【書評】「その日暮らし」の人類学

タンザニアで「その日暮らし」をする人々を文化人類学者が考察した本。

 

文章が堅くて読みづらかったけど、内容的には面白かった。タンザニアで「その日暮らし」をする人々の「最小限の努力で生きる」という点は、「最小限の努力で最低限の結果を出す」をモットーに仕事をしている自分と重なる部分があった。

 

ただ、究極のジェネラリストとして様々な職業を身軽に渡り歩く彼らと違い、自分は多くの会社を渡り歩きながらもジョブ型雇用で特定の職種にしがみついているので、その点は大きな違いだ。

 

状況に柔軟に対応できるサバイバル能力という点では彼らの方が圧倒的に上だけど、特定職種を続けて専門性を高めたことによって高給と貯蓄が得られたという点では、結果オーライだったと思う。

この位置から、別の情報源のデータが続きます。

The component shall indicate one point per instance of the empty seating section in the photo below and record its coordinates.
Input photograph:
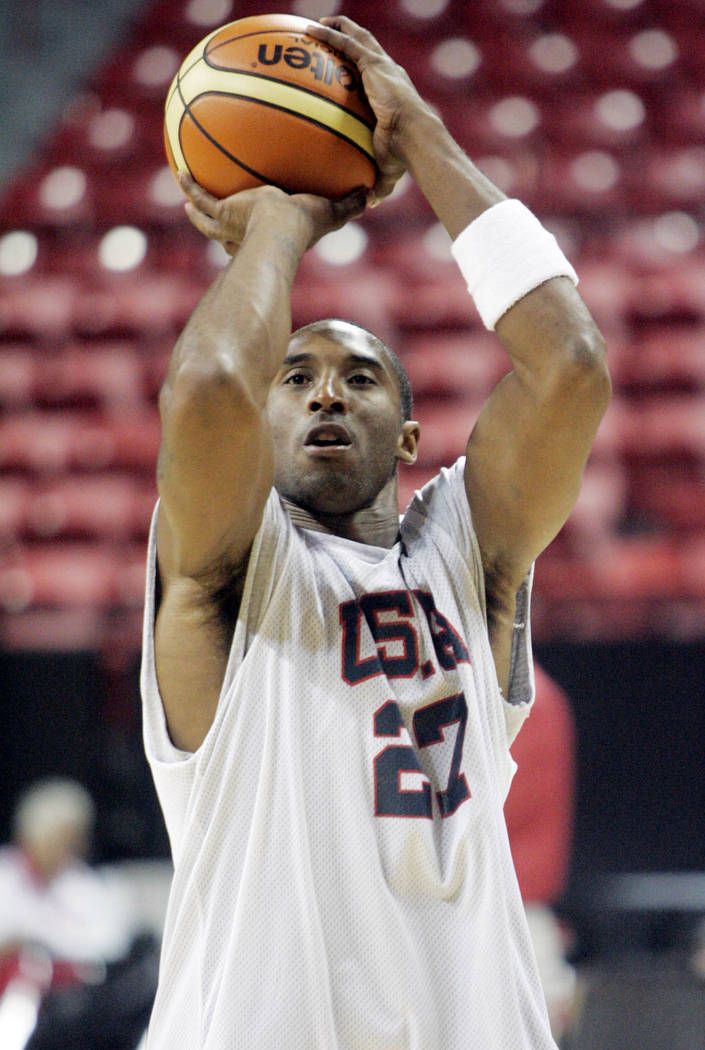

彼らと違って自分には人的ネットワークによるセーフティネットが何もないので、金銭的なセーフティネットを自分で作るしかなかったのだ。

 

以上のような自分の状況も、あらかじめ計画建てていたわけではなく、そのときどきで最もマシに思える選択を繰り返してきた結果、たまたまそうなっただけだ。そういう意味では自分も「その日暮らし」なのかもしれない。今後のキャリアプランも何もないし。